In case of emergency/overdose
In case of overdose, consult your doctor. If the victim has collapsed or is not breathing, consult local medical emergency services.
What other information should I know?
Keep all appointments with your doctor and the laboratory. Your doctor will order certain lab tests to check your response to hydrocortisone. Checkups are especially important for children because hydrocortisone can slow bone growth.
If your condition worsens, call your doctor. Your dose may need to be adjusted.
Carry an identification card that indicates that you may need to take supplementary doses (write down the full dose you took before gradually decreasing it) of hydrocortisone during periods of stress (injuries, infections, and severe asthma attacks). Ask your pharmacist or doctor how to obtain this card. List your name, medical problems, drugs and dosages, and doctor's name and telephone number on the card.
This drug makes you more susceptible to illnesses. If you are exposed to chicken pox, measles, or tuberculosis (TB) while using hydrocortisone, call your doctor. Do not have a vaccination, other immunization, or any skin test while you are taking hydrocortisone unless your doctor tells you that you may.
Report any injuries or signs of infection (fever, sore throat, pain during urination, and muscle aches) that occur during treatment.
Your doctor may instruct you to weigh yourself every day. Report any unusual weight gain.
If your sputum (the matter you cough up during an asthma attack) thickens or changes color from clear white to yellow, green, or gray, call your doctor; these changes may be signs of an infection.
If you have diabetes, hydrocortisone may increase your blood sugar level. If you monitor your blood sugar (glucose) at home, test your blood or urine more frequently than usual. Call your doctor if your blood sugar is high or if sugar is present in your urine; your dose of diabetes medication and your diet may need to be changed.
Do not let anyone else take your medication.

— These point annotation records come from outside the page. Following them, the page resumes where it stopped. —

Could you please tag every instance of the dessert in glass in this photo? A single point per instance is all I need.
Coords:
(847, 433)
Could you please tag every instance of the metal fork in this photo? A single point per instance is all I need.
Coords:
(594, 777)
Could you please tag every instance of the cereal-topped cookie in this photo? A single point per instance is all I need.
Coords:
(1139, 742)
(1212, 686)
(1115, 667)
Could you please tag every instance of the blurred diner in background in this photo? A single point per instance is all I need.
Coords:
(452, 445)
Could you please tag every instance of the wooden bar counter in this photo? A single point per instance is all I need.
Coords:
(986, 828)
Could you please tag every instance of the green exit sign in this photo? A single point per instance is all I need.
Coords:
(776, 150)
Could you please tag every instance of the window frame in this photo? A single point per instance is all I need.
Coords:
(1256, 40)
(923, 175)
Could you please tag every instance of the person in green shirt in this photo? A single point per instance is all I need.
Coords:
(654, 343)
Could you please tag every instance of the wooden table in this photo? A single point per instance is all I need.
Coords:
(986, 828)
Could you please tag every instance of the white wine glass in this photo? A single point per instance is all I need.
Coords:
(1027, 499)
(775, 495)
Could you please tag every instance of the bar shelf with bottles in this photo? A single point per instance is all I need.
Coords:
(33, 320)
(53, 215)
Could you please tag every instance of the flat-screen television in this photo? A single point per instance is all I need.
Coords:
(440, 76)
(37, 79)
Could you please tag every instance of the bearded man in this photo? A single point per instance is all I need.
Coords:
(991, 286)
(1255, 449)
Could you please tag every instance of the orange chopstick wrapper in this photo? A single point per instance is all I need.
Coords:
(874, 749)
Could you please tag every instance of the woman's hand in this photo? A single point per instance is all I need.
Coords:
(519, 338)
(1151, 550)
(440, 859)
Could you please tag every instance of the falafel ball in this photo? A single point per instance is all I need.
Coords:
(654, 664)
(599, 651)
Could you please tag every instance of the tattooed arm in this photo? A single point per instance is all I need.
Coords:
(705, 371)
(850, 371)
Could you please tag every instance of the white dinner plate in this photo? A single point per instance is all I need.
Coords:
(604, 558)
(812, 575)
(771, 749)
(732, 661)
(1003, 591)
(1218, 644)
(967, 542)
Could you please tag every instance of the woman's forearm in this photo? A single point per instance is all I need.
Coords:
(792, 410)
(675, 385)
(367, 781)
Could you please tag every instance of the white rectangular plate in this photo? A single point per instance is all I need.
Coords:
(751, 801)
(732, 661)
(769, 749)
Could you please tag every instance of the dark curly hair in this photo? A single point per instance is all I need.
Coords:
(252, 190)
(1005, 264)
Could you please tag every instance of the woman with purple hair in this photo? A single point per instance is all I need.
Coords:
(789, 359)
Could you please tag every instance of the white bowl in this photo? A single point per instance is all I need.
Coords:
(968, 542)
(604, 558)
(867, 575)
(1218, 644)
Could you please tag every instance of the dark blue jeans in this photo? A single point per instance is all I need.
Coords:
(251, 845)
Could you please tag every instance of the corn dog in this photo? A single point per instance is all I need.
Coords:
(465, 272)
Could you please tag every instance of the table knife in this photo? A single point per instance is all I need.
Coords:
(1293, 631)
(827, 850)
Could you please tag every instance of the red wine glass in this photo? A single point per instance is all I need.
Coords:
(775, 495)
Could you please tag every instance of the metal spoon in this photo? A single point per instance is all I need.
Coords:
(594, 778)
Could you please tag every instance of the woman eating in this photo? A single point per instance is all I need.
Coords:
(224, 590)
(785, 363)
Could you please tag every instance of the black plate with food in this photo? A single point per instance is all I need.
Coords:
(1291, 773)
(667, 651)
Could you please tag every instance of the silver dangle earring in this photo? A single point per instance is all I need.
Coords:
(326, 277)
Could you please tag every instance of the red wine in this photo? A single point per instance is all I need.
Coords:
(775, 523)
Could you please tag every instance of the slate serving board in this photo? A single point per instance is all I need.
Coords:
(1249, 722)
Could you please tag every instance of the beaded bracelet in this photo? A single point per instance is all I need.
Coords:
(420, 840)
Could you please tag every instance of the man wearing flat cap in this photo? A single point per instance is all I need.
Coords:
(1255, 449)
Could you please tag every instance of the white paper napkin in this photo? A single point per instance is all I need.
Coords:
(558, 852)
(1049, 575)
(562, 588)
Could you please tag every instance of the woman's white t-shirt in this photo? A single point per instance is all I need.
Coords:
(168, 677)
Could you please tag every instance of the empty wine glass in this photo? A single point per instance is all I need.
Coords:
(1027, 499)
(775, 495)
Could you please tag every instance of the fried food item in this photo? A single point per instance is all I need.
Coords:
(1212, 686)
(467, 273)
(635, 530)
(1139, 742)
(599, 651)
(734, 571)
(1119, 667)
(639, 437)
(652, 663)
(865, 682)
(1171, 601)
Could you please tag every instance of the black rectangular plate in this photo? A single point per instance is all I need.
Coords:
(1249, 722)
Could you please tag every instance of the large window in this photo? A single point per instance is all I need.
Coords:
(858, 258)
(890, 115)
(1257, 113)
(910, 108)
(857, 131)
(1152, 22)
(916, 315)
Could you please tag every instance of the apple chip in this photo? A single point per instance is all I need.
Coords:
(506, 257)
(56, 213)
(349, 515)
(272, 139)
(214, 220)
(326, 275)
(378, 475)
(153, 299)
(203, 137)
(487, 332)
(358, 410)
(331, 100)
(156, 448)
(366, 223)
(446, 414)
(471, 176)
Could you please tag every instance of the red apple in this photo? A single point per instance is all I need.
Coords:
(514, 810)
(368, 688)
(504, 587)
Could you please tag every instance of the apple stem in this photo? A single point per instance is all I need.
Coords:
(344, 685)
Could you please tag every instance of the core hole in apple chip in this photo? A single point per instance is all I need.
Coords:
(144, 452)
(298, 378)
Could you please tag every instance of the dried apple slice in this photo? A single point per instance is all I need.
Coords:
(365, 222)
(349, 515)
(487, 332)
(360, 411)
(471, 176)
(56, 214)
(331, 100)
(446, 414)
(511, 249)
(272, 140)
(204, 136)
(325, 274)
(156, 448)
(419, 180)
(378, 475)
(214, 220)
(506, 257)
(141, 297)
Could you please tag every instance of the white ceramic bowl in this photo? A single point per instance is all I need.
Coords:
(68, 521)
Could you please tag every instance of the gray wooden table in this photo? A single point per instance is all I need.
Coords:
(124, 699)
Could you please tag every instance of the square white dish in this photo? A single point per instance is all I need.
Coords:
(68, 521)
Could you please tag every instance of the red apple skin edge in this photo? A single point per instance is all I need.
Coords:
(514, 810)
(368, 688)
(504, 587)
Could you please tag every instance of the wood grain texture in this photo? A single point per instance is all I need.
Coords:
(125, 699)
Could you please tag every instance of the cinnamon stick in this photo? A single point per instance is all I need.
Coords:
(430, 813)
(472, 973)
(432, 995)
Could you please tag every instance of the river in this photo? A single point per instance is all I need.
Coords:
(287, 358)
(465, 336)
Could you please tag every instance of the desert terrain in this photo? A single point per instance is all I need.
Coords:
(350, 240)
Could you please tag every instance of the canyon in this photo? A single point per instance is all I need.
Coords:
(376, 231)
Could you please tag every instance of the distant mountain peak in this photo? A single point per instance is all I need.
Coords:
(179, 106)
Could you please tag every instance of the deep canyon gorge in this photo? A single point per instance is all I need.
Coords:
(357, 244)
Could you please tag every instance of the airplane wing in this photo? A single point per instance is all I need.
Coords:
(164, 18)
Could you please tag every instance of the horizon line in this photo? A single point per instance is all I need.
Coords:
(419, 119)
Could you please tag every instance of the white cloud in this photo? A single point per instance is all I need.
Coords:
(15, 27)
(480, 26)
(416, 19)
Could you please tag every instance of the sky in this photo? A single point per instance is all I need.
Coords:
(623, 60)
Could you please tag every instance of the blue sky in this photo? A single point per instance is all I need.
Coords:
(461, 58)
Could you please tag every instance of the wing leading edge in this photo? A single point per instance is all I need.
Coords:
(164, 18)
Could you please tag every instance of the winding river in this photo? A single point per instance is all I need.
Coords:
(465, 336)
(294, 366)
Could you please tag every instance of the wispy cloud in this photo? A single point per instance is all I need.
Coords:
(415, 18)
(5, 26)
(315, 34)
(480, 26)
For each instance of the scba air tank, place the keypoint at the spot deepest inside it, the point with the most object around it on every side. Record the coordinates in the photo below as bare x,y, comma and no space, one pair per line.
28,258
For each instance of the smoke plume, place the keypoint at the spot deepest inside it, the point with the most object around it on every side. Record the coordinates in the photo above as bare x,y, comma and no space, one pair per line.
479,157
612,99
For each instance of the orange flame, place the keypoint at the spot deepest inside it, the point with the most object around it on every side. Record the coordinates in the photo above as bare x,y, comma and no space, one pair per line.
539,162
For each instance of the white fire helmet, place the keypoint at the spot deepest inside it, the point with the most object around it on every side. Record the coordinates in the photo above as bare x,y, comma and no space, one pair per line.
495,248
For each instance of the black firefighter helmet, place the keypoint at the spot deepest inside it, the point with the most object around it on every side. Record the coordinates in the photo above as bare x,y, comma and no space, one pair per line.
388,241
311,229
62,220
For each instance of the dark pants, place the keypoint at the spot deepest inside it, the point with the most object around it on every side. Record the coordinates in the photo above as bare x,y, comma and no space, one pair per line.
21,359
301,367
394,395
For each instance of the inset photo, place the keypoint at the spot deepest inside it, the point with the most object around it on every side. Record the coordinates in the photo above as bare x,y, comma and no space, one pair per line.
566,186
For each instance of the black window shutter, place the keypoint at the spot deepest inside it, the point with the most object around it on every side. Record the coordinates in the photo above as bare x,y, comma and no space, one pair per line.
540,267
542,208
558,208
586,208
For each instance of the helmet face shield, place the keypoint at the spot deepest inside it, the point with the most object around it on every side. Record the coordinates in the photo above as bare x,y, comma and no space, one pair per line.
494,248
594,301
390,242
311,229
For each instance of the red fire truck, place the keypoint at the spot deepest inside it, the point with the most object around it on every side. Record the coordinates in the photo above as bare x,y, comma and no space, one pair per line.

It is important for you to keep a written list of all of the prescription and nonprescription (over-the-counter) medicines you are taking, as well as any products such as vitamins, minerals, or other dietary supplements. You should bring this list with you each time you visit a doctor or if you are admitted to a hospital. It is also important information to carry with you in case of emergencies.
Ref: U.S. National Library of Medicine.
This information is provided for reference only and not a replacement for and should only be used in conjunction with full consultation with a registered medical practitioner. It may not contain all the available information you require and cannot substitute professional medical care, nor does it take into account all individual circumstances. Although great effort has been made to ensure content accuracy, mph-bd shall not be held responsible or liable for any claims or damages arising from the use or misuse of the information contained herein, its contents or omissions, or otherwise.